A Monte Carlo based nodal diffusion model for criticality analysis, and, Application of high-order cross section homogenization method to two-group nodal diffusion.

摘要

In the first part, an accurate and fast computational method is presented as an alternative to the Monte Carlo or deterministic transport theory codes currently used to determine the subcriticality of spent fuel storage lattices. The method is capable of analyzing storage configurations with simple or complex lattice cell geometry. It is developed based on two-group nodal diffusion theory, with the nodal cross sections and discontinuity factors determined from continuous-energy Monte Carlo simulations of each unique node (spent fuel assembly type). Three different approaches are developed to estimate the node-averaged diffusion coefficient. The applicability and the accuracy of the nodal method are assessed in two-dimensional geometry through several benchmark configurations typical at Savannah River Site. It is shown that the multiplication constant of the analyzed configurations is within 1% of the MCNP results.; In the second part, the high-order cross section homogenization method, recently developed by McKinley and Rahnema, is implemented in the context of two-group nodal diffusion theory.

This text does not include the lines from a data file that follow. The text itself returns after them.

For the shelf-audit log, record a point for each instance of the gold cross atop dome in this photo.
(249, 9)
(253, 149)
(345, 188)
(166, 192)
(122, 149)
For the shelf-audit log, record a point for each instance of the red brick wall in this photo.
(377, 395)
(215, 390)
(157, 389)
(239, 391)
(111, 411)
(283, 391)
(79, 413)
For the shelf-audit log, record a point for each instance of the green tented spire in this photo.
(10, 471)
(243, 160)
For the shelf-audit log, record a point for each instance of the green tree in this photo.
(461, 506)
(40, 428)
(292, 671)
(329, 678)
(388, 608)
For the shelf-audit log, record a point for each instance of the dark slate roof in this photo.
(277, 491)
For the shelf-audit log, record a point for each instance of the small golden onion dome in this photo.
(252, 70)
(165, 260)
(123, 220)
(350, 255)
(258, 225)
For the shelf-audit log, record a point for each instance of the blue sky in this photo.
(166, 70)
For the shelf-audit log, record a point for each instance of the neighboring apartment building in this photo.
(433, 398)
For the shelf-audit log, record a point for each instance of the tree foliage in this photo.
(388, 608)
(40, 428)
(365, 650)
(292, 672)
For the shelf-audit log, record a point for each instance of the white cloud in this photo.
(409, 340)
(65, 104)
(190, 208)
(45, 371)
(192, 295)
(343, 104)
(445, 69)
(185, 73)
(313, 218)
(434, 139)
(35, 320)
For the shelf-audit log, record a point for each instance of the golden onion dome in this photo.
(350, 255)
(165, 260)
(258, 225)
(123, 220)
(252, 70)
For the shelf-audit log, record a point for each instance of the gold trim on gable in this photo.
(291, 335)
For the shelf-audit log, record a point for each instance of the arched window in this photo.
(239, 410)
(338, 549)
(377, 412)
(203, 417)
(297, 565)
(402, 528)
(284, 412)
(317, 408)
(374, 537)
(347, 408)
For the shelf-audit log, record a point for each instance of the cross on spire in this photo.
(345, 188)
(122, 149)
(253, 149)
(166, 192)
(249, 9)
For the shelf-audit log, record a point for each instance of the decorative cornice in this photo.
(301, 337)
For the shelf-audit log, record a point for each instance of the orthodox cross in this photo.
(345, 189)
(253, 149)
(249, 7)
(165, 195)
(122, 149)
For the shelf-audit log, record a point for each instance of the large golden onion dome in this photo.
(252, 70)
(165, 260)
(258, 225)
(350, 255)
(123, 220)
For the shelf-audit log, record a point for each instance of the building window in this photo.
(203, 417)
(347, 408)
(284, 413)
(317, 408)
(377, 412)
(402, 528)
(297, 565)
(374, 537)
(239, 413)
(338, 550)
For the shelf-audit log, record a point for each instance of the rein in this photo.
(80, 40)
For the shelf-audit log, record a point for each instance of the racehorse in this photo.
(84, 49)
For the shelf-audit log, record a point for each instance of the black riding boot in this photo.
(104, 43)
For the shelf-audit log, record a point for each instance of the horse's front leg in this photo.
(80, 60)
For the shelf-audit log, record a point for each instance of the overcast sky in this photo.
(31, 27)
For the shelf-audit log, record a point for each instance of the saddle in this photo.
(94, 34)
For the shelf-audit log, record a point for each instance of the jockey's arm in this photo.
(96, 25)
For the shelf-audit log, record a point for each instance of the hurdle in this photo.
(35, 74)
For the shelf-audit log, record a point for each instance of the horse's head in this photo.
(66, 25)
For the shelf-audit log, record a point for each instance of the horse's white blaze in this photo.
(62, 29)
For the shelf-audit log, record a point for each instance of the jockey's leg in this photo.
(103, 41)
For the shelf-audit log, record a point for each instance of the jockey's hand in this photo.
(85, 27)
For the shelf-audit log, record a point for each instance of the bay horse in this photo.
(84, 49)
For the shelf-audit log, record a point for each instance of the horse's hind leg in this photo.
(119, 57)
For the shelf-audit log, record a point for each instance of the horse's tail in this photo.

The method corrects the generalized equivalence theory homogenization parameters for the effect of the core environment. The reconstructed fine-mesh (fuel pin) flux and power distributions are a natural byproduct of this method. The method was not tested for multigroup problems, where it was assumed that the multigroup flux expansion in terms of the perturbation parameter is a convergent series. Here the applicability of the method to two-group problems is studied, and it is shown that the perturbation expansion series converges for the multigroup case. A two-group nodal diffusion code with a bilinear intra-nodal flux shape is developed for the implementation of the high-order homogenization method in the context of the generalized equivalence theory. The method is tested by using as a benchmark a core configuration typical of a BWR in slab geometry, which has large variations in the flux distribution across the core. There is a very good agreement between the nodal calculation and the fine-mesh reference calculation: the node-integrated group flux is within 0.5% of the reference solution in all nodes. The reconstructed fine-mesh flux (or equivalently the power distribution) in the core approximates the reference value very well.